6. Provide Predator Habitat
One of the most natural and effective ways to control insect populations is by encouraging predators. Bats — and insect-eating birds, if bats creep you out — will happily take up residence in your yard if you build them a suitable house to live in, and can eat hundreds of insects in a day (or a night, in the bats' case). Mantises require little more than a few shrubs where they can hide, and lay their eggs. Finally, break the habit of automatically sweeping away spiders and their webs. They're very efficient at keeping insect populations down, if you leave them to their work.
7. Discourage Wild Animals
A half-grown fawn in your backyard at daybreak is a breath-catching sight, but giving wild creatures the run of your yard is a bad idea. Aside from their tendency to treat your gardens (and occasionally your pets) as a snack bar, wild animals can bring insect pests along with them. Deer, for example, are hosts to the ticks that cause Lyme disease. To keep them away, invest in stout fencing, choose deer-resistant plants where possible, and secure your trash to discourage flea-bearing rats, mice and raccoons.
8. Treat Your Pets Regularly
Don't neglect the animals who are supposed to be in your yard, either. Treating your dogs and any outdoor cats against fleas and ticks is essential to keeping your property free of those maddening (and medically dangerous) pests. Your vet can recommend a treatment plan that's appropriate to your area. If your pets have outdoor feeders, those will be a magnet both for insects and for the wild animals who host them. To minimize their impact, feed your pets at designated times, empty the bowls when they're not in use and clean them regularly.
9. Keep Things Neat
Removing potential insect habitat is another key part of pest prevention. This simply boils down to keeping your yard neat and well-maintained. When leaves or branches blow down after a storm, or when you have the usual autumn deluge of leaves, clean them up. Keep your shrubs trimmed neatly and your lawn mowed, so pests that thrive in overgrown areas – like ticks and fleas – stay away. Just be aware that some beneficial insects require habitat too, and you may need to designate specific spots and types of habitat to encourage them.

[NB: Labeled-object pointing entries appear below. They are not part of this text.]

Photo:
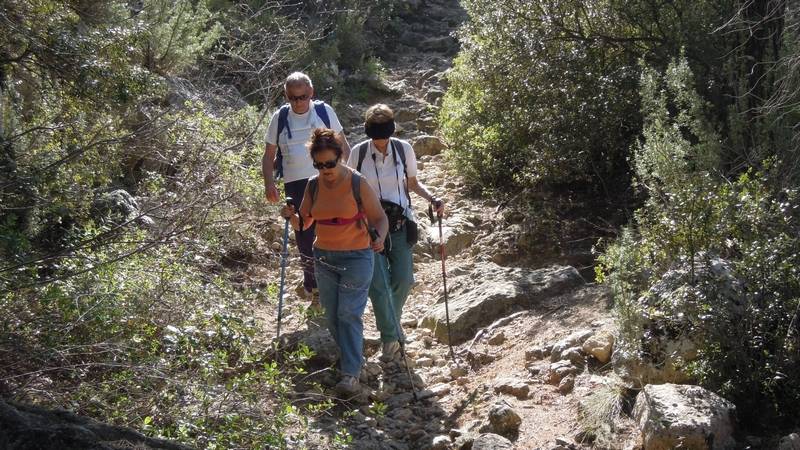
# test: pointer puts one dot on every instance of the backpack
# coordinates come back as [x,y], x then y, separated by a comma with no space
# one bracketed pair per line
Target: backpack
[355,183]
[283,122]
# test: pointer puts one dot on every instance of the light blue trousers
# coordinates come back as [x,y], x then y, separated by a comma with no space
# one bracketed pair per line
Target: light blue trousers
[343,279]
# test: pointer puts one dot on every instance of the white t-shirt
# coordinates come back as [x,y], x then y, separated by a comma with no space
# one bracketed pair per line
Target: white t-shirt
[384,176]
[297,163]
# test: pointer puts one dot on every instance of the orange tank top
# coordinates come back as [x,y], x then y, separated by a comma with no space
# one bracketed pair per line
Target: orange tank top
[338,202]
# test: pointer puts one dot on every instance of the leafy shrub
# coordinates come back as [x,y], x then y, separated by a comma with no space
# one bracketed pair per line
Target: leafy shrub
[546,92]
[692,210]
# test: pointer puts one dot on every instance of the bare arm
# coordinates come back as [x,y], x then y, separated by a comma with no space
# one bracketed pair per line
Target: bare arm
[288,212]
[267,168]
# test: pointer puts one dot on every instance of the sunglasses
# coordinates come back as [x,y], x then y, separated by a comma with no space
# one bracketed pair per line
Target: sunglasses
[326,165]
[298,98]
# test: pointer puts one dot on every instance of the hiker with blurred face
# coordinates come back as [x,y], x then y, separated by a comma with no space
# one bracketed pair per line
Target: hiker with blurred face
[343,209]
[286,156]
[390,167]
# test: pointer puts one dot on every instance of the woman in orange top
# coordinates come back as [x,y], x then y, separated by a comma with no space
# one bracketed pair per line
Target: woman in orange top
[343,248]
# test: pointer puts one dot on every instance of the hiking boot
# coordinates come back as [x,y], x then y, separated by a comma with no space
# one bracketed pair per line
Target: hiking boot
[348,385]
[389,351]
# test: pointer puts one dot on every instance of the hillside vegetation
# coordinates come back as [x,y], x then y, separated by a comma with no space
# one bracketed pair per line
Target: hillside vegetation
[689,111]
[131,199]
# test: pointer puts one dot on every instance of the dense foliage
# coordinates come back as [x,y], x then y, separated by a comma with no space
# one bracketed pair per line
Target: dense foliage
[133,308]
[692,106]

10. Keep Up on Maintenance
When you think about potential insect habitat around your yard, don't neglect the structures. Your home, deck and any sheds or garages can also provide potential homes (or points of entry) for insect pests. Many insects are attracted to rot, for example, so decaying boards on your deck, wood siding or fascia should be dealt with as quickly as possible. Cracks and seams should be sealed with caulking. Vents, such as the one for your dryer or a water heater, should have screens to prevent creepy-crawlies from entering and setting up housekeeping.